Los sábados sale la comunidad con las personas que han venido a algún encuentro y hacemos una velada. Un matrimonio renovaba su alianza esponsal y daba gracias a Dios porque esperaban un hijo después de varios años de matrimonio. Ante la vocación de paternidad habían solicitado una adopción. La apuesta era radical: por un niño de nuestro país y con una minusvalía grave. A punto de ser confirmada la adopción, ella anuncia su embarazo… Los dos expresaron su enorme gratitud. Llegaría la hija de la sangre, la tan esperada… y más adelante, el hijo o la hija que nadie quería. Nos dejaron ver esa doble cualidad del amor que construye hacia dentro, creando una comunión estrecha, y hacia afuera, dando la vida.

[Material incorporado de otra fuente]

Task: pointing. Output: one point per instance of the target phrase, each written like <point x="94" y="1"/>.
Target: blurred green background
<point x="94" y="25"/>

Lo que no sabían ellos es que, entre los que estaban presenciando el testimonio, había una pareja a punto de romper su compromiso matrimonial, que habían perdido la confianza mutua, que habían dejado de ser morada el uno para el otro y habían construido una distancia fría e insuperable. ¿Qué tendrá la fuerza del testimonio, para provocar un cambio? La pareja que había perdido toda esperanza se fue, dispuesta a comenzar de nuevo. Como el primer día.
Al final del día recé con las palabras de Simeón, convencida de que Él se había hecho presente en la vida de estos peregrinos que iban de paso por nuestro Monasterio. «Ahora, Señor, puedes dejar a tu siervo irse en paz, porque mis ojos han visto tu salvación».